[Pacemaker] server lockup failures

Fri Oct 30 10:25:28 UTC 2009

On Friday 30 October 2009, Lars Marowsky-Bree wrote:
> On 2009-10-29T09:58:13, Andrew Beekhof <andrew at beekhof.net> wrote:
> > > Heartbeat based, I still didn't have the time to look into openais.
> >
> > I guess heartbeat wasn't hung then... otherwise it would have stopped
> > sending "i'm here" packets (and dropped out of the membership list).
> 
> Both heartbeat and OpenAIS do quite try not to touch the IO layers to
> avoid being struck by IO latencies.
> 
> Probably not even crmd needs to touch the fs, so it would still send its
> DC keepalive packets and/or respond as the DC. Things like this need to
> be caught via resource agent monitoring.
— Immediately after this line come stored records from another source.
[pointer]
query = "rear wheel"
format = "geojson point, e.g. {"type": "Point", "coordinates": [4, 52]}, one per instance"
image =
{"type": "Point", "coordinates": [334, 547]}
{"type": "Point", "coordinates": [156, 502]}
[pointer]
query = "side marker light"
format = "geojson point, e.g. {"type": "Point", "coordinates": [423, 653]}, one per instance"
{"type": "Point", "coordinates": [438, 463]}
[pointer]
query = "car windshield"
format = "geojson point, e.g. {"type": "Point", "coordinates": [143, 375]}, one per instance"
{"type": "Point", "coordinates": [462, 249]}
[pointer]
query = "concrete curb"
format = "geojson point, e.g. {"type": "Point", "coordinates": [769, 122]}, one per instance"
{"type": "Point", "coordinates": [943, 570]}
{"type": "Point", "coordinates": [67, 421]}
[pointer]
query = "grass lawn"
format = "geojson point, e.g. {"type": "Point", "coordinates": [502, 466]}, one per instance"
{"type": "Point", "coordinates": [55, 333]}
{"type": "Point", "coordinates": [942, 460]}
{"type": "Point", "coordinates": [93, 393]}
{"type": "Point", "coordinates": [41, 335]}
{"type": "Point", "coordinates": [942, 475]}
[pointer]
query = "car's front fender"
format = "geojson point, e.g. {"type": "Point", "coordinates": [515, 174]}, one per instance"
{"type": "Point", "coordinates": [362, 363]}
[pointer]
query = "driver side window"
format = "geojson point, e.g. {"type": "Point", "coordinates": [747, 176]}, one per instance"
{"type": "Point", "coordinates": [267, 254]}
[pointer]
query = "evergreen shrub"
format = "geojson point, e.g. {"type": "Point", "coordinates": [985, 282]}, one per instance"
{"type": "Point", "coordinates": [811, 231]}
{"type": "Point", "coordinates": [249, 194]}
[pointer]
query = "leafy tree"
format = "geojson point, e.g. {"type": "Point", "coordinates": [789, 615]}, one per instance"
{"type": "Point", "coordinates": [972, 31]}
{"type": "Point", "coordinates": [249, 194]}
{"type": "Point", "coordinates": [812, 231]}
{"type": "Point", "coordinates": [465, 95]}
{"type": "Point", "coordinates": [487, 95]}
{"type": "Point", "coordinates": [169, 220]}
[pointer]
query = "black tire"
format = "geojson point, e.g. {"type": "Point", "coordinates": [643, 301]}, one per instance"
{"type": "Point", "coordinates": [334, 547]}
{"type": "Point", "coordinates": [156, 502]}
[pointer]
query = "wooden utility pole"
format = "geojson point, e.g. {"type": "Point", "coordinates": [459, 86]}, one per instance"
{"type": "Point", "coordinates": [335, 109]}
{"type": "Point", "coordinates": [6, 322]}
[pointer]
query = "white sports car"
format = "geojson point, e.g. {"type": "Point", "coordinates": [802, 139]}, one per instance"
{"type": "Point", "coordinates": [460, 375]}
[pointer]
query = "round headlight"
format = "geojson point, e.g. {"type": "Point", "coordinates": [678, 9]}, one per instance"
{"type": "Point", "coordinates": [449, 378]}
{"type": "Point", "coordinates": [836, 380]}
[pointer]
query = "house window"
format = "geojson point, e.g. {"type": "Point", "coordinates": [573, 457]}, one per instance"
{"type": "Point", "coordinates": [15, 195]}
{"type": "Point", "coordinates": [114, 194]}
I'm afraid it is not that simple. One of the resources was marked as failed in 
crm_mon output, but still pacemaker didn't do anything to migrate the 
resource. Manual attempts to stop resources also failed. Only after I invoked 
stonith myself to reboot the failed server, DC also migrate and pacemaker 
started to work again. I hope I will have some time in the afternoon to start 
to debug this.

Cheers,
Bernd